Gillnetter, mariner and naturalist Holly Hughes has experienced first-hand the practical and philosophical consequences of navigating difficult waters. In Sailing by Ravens, she gathers wisdom gained from 30 seasons working off Alaska's shores, weaving personal experience and her love of the sea with the history and science of navigation. In this exquisite collection of poems, Hughes deftly navigates “the wavering, certain path” of a woman’s heart, finding that sometimes the best directions to follow are those that come from the natural forces in our lives. These meditations offer waypoints for readers on their own journeys.
These poems of the sea begin with a school girl’s fascination for “the blue sea holding captive all the land” and end as the seasoned sailor learns that “even the old charts/ can’t navigate the wild shoals of your heart.” Along the way we are shipmates through days of fishing, sailing, loving, and losing as Hughes navigates the lure, lore, and loneliness of a sea that is both natural force and metaphor.
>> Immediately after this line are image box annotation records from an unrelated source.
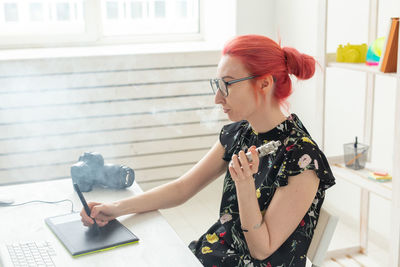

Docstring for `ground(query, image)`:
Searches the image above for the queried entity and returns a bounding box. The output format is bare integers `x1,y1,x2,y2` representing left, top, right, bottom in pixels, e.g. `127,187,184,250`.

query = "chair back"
307,208,338,267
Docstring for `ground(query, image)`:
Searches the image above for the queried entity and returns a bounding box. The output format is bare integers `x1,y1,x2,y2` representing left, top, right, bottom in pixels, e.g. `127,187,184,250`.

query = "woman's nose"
214,90,225,104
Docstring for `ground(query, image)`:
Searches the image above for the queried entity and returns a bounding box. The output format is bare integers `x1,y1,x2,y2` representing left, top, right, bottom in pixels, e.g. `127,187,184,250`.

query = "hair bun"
282,47,315,80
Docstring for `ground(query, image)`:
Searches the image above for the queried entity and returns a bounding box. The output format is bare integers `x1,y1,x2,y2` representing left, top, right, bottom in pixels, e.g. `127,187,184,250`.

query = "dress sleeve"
219,121,244,161
274,137,335,190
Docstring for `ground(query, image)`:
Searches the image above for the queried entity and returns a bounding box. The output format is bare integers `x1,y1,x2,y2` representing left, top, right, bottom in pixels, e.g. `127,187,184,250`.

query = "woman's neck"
248,101,287,133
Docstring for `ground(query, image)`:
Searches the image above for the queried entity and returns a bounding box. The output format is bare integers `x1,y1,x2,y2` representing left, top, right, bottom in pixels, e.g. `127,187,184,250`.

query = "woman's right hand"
80,202,118,227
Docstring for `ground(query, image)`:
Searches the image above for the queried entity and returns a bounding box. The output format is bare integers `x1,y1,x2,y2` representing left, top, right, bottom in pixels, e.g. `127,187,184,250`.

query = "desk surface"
0,179,202,267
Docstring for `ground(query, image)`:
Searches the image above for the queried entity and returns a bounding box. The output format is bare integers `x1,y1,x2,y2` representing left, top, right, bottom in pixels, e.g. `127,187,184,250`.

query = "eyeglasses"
210,75,257,97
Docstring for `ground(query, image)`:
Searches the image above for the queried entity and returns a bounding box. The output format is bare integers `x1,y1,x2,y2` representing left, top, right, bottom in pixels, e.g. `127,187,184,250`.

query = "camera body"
71,152,135,192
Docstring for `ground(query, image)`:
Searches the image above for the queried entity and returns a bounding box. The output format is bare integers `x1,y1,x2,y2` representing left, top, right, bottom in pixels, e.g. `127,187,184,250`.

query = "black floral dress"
189,114,335,267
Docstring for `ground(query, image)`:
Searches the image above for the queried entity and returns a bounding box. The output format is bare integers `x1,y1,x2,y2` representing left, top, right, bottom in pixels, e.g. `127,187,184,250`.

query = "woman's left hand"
229,146,259,183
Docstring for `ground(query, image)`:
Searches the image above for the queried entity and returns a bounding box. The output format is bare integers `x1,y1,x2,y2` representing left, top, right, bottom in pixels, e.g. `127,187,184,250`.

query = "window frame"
0,0,204,49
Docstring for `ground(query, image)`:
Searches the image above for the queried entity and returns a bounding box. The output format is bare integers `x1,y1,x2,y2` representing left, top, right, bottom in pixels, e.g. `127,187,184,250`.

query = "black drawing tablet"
45,213,139,256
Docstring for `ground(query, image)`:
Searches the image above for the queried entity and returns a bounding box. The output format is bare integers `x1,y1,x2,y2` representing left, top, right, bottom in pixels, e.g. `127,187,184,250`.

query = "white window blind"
0,0,200,46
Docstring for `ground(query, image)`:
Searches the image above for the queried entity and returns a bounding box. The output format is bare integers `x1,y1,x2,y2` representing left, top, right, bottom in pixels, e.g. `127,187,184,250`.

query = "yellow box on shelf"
336,44,368,63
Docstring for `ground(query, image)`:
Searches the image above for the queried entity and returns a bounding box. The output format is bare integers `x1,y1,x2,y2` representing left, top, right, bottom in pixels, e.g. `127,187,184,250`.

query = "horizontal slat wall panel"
0,150,207,183
0,118,225,156
0,52,222,184
0,125,225,166
0,112,226,140
0,66,215,94
0,94,214,125
0,81,214,107
0,51,221,77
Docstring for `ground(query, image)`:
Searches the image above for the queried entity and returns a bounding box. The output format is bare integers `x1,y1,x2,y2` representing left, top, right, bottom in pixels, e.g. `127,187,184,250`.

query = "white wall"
275,0,400,251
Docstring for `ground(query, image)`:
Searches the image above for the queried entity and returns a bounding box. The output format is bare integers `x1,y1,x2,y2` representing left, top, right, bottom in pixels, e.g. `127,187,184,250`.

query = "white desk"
0,179,202,267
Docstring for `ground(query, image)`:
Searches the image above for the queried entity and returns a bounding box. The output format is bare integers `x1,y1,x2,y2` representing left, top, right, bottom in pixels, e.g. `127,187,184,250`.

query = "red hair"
222,34,315,107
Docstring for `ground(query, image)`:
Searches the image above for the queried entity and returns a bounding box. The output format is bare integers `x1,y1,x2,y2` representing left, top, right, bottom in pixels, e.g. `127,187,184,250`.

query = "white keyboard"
5,241,56,267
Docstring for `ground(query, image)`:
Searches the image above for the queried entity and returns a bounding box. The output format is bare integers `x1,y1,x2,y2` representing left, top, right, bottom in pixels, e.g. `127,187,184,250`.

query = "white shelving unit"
317,0,400,267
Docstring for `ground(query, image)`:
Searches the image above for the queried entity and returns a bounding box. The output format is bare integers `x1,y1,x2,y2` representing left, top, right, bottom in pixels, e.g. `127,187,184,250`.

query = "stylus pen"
74,183,97,226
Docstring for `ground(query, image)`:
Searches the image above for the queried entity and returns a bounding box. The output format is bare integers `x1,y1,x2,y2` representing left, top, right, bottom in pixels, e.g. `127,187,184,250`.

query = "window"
0,0,200,46
101,0,199,36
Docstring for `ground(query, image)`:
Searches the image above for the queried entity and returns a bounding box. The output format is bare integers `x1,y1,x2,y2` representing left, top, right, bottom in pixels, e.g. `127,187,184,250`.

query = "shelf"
326,53,400,78
330,157,392,200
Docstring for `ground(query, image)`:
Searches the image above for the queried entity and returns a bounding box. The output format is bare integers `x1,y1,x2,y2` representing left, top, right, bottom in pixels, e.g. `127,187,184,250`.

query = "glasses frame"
210,75,258,97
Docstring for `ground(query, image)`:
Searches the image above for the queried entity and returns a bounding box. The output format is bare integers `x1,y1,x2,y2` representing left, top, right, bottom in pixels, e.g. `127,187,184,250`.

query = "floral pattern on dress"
189,114,335,267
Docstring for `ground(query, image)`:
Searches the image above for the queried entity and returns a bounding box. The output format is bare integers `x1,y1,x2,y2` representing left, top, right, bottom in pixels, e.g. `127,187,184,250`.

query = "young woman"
81,35,335,267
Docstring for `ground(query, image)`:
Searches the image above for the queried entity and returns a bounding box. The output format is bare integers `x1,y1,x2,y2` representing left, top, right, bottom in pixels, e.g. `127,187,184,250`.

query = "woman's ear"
258,74,274,94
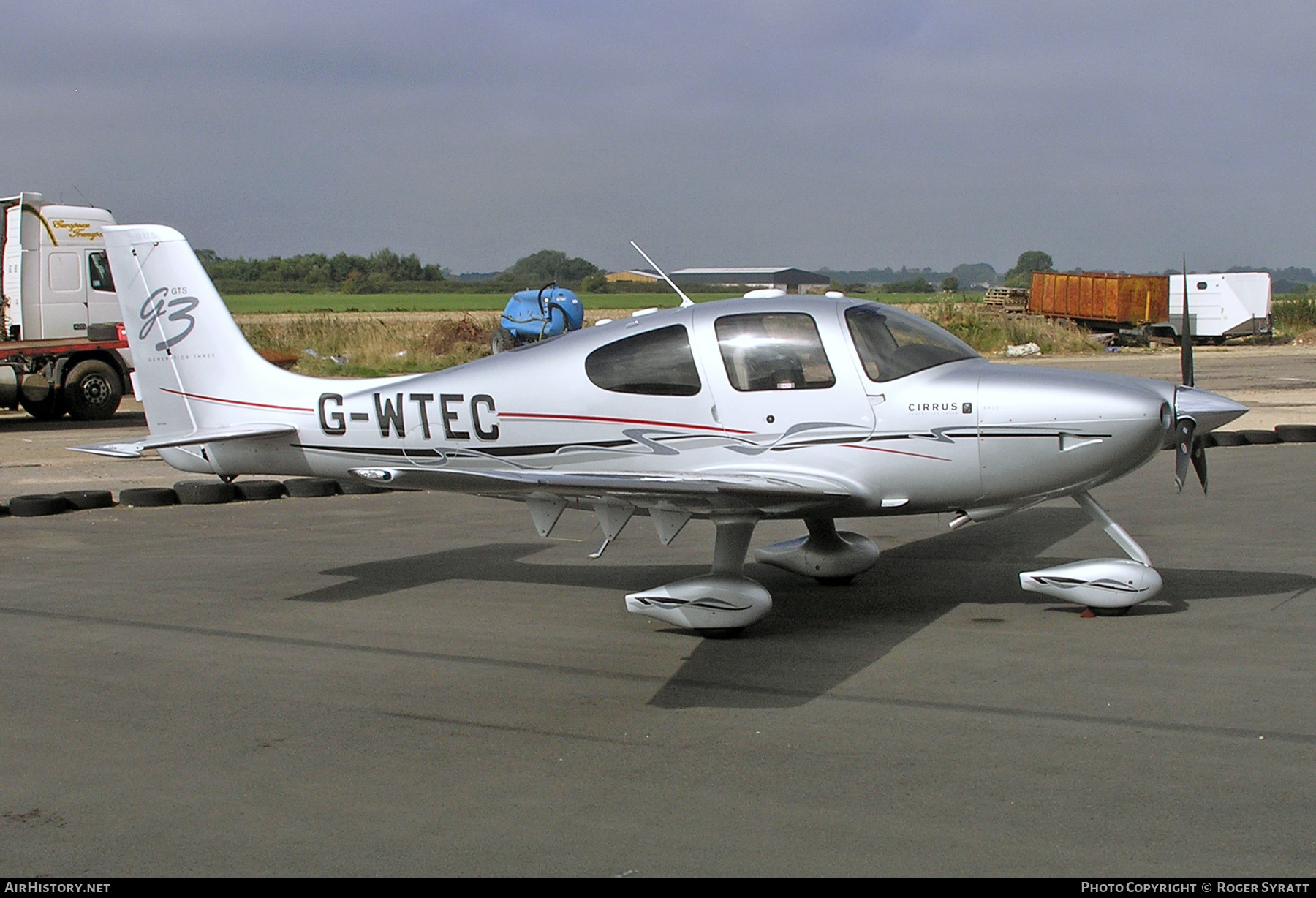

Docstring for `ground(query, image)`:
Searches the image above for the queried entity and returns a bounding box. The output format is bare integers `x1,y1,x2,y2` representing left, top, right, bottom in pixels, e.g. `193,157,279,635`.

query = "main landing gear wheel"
1087,605,1133,617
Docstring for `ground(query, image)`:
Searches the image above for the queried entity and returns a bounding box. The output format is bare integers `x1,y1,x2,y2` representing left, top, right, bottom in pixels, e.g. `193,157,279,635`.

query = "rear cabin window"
714,312,836,393
87,253,115,294
845,306,980,383
584,324,701,396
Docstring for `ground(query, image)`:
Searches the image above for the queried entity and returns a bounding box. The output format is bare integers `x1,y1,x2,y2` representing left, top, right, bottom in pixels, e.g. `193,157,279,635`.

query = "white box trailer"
0,192,132,420
1153,271,1271,342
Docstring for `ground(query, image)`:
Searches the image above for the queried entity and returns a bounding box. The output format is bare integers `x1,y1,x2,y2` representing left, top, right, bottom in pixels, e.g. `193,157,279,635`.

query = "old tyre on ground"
118,486,178,508
10,492,69,518
64,358,124,421
174,480,234,505
233,480,287,502
59,490,115,511
339,479,388,497
1239,431,1279,446
1275,424,1316,442
283,477,339,499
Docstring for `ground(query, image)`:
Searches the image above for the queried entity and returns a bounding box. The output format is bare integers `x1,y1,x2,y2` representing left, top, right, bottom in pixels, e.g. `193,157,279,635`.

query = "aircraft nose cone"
1174,387,1250,433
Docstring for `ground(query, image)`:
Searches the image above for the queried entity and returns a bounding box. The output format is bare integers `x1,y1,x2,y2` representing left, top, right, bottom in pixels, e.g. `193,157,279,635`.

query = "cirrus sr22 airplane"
79,225,1247,635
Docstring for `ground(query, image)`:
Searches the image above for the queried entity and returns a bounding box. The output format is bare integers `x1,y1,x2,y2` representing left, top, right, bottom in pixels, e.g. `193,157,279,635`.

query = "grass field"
224,293,982,314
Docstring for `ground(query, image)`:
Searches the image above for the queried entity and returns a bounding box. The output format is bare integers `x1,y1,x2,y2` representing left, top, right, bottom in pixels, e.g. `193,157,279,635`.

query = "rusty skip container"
1028,271,1170,325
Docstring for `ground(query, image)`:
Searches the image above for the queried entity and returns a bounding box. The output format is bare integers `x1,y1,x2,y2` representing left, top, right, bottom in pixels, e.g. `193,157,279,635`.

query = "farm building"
671,268,831,294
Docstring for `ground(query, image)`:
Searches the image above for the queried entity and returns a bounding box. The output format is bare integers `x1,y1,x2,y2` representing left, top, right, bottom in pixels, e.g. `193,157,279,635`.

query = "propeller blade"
1179,255,1195,387
1192,434,1207,495
1174,418,1206,492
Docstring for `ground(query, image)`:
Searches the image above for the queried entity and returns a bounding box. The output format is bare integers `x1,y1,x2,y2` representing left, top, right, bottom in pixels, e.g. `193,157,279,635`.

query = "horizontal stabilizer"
69,424,298,459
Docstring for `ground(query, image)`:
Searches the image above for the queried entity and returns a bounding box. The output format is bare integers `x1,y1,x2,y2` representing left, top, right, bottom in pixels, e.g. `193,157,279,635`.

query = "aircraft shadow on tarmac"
288,508,1316,709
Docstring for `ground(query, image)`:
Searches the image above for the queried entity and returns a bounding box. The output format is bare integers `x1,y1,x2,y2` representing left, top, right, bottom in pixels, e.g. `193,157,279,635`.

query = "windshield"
845,304,980,383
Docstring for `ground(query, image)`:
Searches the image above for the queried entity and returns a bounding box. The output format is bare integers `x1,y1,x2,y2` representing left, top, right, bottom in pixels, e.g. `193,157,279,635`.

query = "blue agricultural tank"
491,282,584,353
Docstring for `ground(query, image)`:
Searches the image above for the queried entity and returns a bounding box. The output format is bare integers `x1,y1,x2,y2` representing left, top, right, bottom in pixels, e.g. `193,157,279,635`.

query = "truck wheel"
18,390,69,421
64,358,124,421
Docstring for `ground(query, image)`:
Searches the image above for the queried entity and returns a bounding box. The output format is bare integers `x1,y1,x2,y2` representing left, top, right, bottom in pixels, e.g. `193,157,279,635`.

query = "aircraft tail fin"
104,225,311,436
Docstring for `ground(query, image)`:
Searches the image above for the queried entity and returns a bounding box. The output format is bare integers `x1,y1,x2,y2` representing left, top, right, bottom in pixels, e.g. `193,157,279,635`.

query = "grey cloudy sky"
0,0,1316,271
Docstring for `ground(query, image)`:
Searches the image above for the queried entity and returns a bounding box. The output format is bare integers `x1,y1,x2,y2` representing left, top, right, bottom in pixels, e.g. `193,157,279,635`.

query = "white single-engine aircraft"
79,225,1247,635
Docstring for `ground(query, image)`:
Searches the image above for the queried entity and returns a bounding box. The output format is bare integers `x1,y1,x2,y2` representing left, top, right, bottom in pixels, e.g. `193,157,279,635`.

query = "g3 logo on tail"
138,287,201,352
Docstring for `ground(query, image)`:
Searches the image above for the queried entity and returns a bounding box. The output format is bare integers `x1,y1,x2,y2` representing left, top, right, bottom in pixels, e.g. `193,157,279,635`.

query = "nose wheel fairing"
1018,492,1163,610
627,518,773,633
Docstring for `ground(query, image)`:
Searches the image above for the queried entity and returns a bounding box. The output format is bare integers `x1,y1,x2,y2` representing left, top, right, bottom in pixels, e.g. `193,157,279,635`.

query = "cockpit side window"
584,324,701,396
845,306,979,383
714,312,836,393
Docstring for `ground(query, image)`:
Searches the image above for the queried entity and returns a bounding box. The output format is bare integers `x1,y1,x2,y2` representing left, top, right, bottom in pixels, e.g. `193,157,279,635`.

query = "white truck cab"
1155,271,1271,342
0,192,132,420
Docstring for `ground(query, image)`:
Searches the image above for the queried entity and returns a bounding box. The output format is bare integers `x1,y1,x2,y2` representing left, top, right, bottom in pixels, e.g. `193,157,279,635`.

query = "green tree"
495,249,602,290
1005,249,1056,287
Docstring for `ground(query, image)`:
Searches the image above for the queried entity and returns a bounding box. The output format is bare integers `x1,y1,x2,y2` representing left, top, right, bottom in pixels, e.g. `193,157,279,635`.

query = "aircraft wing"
352,467,850,510
69,424,298,459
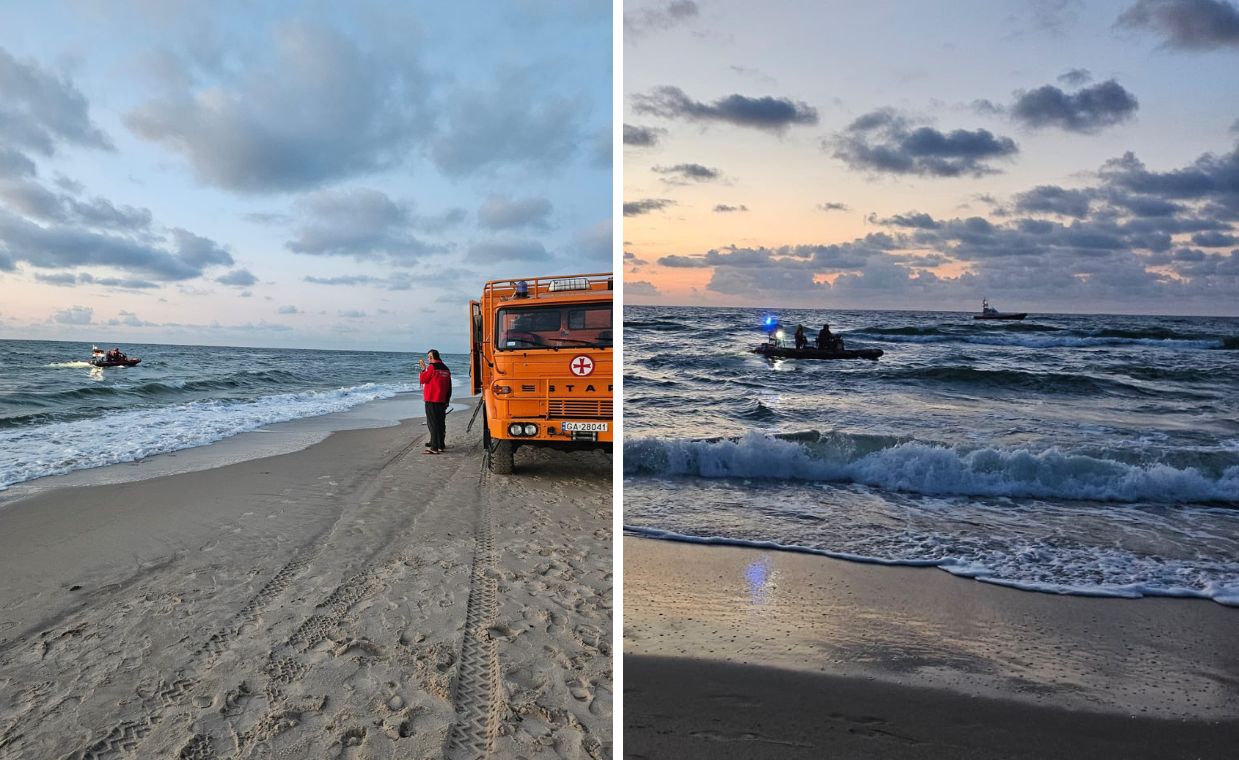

I love Sailing by Ravens with its salt of the sea, salt of our deepest lives.
—Gary Thompson, author of One Thing After Another
Hughes has worked these poems into a cycle that begins and ends on inward looking notes, but that ranges widely in the pages between, exploring navigation and life on the high seas as an essential aspect of the human experience. Collectively, the individual pieces manage to convey both the enormity of the planet and the universe beyond which setting sail opens one up to, while capturing the stiflingly claustrophobic feel of being in a tiny craft alone on the ocean. . . . This is a remarkably well composed, tightly written collection of brief poems that open up worlds.
—Fairbanks Daily News-Miner
Hughes uses every aspect of the sea – navigation, map making, sailing – to chart her poetry. Hers is a record of Alaska’s fish industry and the strong hearts that steer it. Yet, the book is about vulnerability at sea – with all the remote sensing which that entails; and, how the work of living its boundaries and their challenges justifies our inner discoveries.